O recente tarifaço imposto pelos Estados Unidos sobre produtos brasileiros é projetado para ter um efeito geral limitado na balança comercial do Brasil. Contudo, essa medida unilateral, que atinge aproximadamente 18% das exportações nacionais para o mercado norte-americano, deve provocar um impacto significativo e específico em setores industriais que exportam intensamente para os EUA e enfrentam dificuldades em diversificar seus mercados.
Setores da Indústria sob Pressão
Especialistas indicam que as áreas mais suscetíveis a perdas de competitividade incluem máquinas, aço, alumínio, calçados e automóveis. Embora o impacto macroeconômico seja contido, a pressão sobre estas indústrias, com sede predominante em São Paulo e Santa Catarina, é notável. Dados do Ministério do Desenvolvimento, Indústria, Comércio e Serviços (Mdic) revelam que, no primeiro semestre de 2026, o Brasil importou US$ 1,5 bilhão a mais dos EUA do que exportou, mantendo um déficit bilateral mesmo com a redução do comércio.
Retração do Comércio Bilateral
No primeiro semestre, as trocas comerciais entre Brasil e Estados Unidos totalizaram US$ 36,4 bilhões, registrando uma queda de 12,8% em comparação com o mesmo período do ano anterior. As exportações brasileiras para os EUA diminuíram 13%, atingindo US$ 17,4 bilhões, enquanto as importações de produtos americanos caíram 12,5%, somando US$ 19 bilhões, resultando no déficit comercial de US$ 1,5 bilhão para o Brasil.
Apesar de um crescimento de 3,7% nas exportações em junho, alcançando US$ 3,47 bilhões, esse resultado foi impulsionado majoritariamente pela alta de 11% nos preços médios, com o volume embarcado apresentando uma queda de 6,6%.

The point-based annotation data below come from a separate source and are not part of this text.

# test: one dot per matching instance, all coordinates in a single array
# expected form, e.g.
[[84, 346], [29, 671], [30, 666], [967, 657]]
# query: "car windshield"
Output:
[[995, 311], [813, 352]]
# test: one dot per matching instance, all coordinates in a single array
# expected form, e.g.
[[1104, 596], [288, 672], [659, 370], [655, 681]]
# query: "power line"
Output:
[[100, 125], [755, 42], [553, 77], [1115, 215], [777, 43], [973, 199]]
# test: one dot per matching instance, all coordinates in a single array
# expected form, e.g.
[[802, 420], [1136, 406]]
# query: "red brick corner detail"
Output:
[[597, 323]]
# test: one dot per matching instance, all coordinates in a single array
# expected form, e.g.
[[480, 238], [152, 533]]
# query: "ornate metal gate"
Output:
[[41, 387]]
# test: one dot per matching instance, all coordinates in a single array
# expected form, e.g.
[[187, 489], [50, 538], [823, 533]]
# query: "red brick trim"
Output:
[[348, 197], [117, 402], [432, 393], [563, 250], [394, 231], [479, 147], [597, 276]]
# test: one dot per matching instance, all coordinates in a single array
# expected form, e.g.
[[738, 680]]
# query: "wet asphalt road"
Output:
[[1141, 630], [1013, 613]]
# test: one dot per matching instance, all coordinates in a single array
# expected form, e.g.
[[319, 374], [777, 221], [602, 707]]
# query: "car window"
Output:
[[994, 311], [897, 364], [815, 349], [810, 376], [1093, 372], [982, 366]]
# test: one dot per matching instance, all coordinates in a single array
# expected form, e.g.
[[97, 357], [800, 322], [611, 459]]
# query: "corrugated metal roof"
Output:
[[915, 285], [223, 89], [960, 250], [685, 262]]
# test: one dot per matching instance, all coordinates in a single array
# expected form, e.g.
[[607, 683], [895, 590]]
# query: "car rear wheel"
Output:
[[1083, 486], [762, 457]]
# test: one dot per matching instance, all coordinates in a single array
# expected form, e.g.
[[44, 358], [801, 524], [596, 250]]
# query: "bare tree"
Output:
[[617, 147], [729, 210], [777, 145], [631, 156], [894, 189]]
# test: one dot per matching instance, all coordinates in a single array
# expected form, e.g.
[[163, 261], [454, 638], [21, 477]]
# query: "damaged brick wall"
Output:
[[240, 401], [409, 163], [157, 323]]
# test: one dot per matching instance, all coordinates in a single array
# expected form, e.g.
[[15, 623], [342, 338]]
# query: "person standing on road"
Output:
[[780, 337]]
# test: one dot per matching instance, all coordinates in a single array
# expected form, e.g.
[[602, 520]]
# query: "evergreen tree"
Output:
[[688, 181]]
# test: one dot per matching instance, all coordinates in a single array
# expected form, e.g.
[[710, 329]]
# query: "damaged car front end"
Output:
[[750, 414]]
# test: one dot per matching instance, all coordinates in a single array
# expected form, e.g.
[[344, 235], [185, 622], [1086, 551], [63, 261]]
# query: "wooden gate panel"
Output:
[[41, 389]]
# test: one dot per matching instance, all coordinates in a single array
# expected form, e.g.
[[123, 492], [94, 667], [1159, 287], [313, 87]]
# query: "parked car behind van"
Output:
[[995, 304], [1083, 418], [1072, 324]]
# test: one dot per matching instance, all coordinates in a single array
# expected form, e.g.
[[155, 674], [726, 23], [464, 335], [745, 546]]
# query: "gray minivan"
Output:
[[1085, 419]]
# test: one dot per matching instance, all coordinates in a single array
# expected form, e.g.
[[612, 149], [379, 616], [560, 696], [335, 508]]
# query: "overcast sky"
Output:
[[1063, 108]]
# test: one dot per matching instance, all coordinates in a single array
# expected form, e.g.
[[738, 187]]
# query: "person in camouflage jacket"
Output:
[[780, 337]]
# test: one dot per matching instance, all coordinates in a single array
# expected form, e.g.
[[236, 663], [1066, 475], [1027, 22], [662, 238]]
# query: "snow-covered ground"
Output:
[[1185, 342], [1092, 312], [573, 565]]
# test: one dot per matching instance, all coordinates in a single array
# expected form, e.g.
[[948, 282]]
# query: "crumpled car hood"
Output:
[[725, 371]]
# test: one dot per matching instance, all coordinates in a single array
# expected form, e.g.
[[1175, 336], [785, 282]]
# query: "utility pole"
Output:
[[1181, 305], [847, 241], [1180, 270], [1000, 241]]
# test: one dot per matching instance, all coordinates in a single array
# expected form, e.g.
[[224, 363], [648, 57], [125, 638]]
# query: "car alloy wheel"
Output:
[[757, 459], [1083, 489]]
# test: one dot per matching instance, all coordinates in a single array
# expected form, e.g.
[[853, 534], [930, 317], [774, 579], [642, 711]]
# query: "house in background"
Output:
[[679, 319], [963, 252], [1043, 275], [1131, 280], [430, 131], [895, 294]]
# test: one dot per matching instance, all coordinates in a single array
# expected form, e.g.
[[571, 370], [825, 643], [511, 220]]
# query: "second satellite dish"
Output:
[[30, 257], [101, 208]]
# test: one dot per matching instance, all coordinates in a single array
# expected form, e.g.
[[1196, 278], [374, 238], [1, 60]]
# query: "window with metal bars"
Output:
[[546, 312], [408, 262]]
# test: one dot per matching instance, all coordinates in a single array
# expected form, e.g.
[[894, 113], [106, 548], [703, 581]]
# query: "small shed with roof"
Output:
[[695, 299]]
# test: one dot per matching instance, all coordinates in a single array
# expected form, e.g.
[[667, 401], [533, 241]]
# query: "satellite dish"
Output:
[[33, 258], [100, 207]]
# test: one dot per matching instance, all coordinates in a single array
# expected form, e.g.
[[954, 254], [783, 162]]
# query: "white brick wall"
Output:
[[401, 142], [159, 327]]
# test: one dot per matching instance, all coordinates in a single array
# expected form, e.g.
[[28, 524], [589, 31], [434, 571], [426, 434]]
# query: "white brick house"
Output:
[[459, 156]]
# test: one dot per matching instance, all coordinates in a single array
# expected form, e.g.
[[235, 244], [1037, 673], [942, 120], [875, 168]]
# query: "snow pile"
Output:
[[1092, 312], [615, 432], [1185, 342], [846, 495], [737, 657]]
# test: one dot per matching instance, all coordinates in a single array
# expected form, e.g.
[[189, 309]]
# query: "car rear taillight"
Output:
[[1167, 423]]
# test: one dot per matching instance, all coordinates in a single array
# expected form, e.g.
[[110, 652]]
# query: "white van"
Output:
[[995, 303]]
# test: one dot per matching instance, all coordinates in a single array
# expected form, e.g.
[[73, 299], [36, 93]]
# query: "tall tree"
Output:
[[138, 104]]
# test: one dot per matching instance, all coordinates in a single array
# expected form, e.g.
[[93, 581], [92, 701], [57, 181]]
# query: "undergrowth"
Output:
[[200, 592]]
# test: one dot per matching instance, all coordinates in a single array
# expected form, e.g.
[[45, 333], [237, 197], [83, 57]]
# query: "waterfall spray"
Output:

Análise de Especialistas sobre o Impacto
Efeito Limitado na Balança Comercial Agregada
Lia Valls, pesquisadora associada do Ibre/FGV e professora da Uerj, destaca que o tarifaço dificilmente alterará o desempenho agregado da balança comercial brasileira. Ela ressalta que a participação dos Estados Unidos nas exportações nacionais diminuiu para cerca de 9,4%, com o mercado asiático, especialmente a China, tornando-se o principal destino. Os efeitos, segundo ela, serão predominantemente microeconômicos, afetando empresas e setores industriais com maior dependência do mercado americano, como máquinas, equipamentos, madeira e calçados.
Superávit de Commodities Preservado
José Augusto de Castro, presidente executivo da Associação de Comércio Exterior do Brasil (AEB), corrobora que o tarifaço não deverá ter um efeito relevante sobre o superávit comercial brasileiro. Ele explica que o superávit é impulsionado por commodities (bens primários com cotação internacional), muitas das quais foram poupadas das sobretaxas, como soja, suco de laranja e carnes.
Prejuízo Concentrado na Indústria Manufatureira
Apesar do superávit geral, Castro adverte que o maior prejuízo recairá sobre a indústria nacional, que produz bens de maior valor agregado. Ele aponta para um "déficit comercial de manufaturados gigantesco", um problema que afeta diretamente a geração de empregos no Brasil. As novas barreiras tarifárias, ao atingir os produtos manufaturados, tendem a abrir espaço para concorrentes internacionais que antes não exportavam esses itens para os EUA.
Motivações Políticas e a Questão da Retaliação
Argumentos Políticos por Trás das Medidas
Lia Valls sugere que a escalada tarifária transcendeu critérios econômicos, incorporando argumentos políticos. Ela observa que, ao contrário da maioria dos países, o Brasil mantém um déficit comercial com os Estados Unidos. Justificativas para as sanções passaram a incluir decisões do Supremo Tribunal Federal (STF), regulamentação de plataformas digitais, o Pix e políticas ambientais, indicando uma motivação mais política do que econômica nas sobretaxas, especialmente após aumentos significativos.
Ceticismo sobre a Retaliação Brasileira
O governo federal pondera recorrer à Lei da Reciprocidade Econômica para responder ao tarifaço. Contudo, especialistas expressam ceticismo quanto aos benefícios de tal retaliação. Lia Valls argumenta que o Brasil carece da capacidade para infligir perdas substanciais aos Estados Unidos. Uma retaliação sem efeito significativo poderia reverter-se contra o próprio Brasil, sugerindo que o caminho mais estratégico seria a denúncia da medida e a busca por soluções junto a organismos internacionais como a Organização Mundial do Comércio.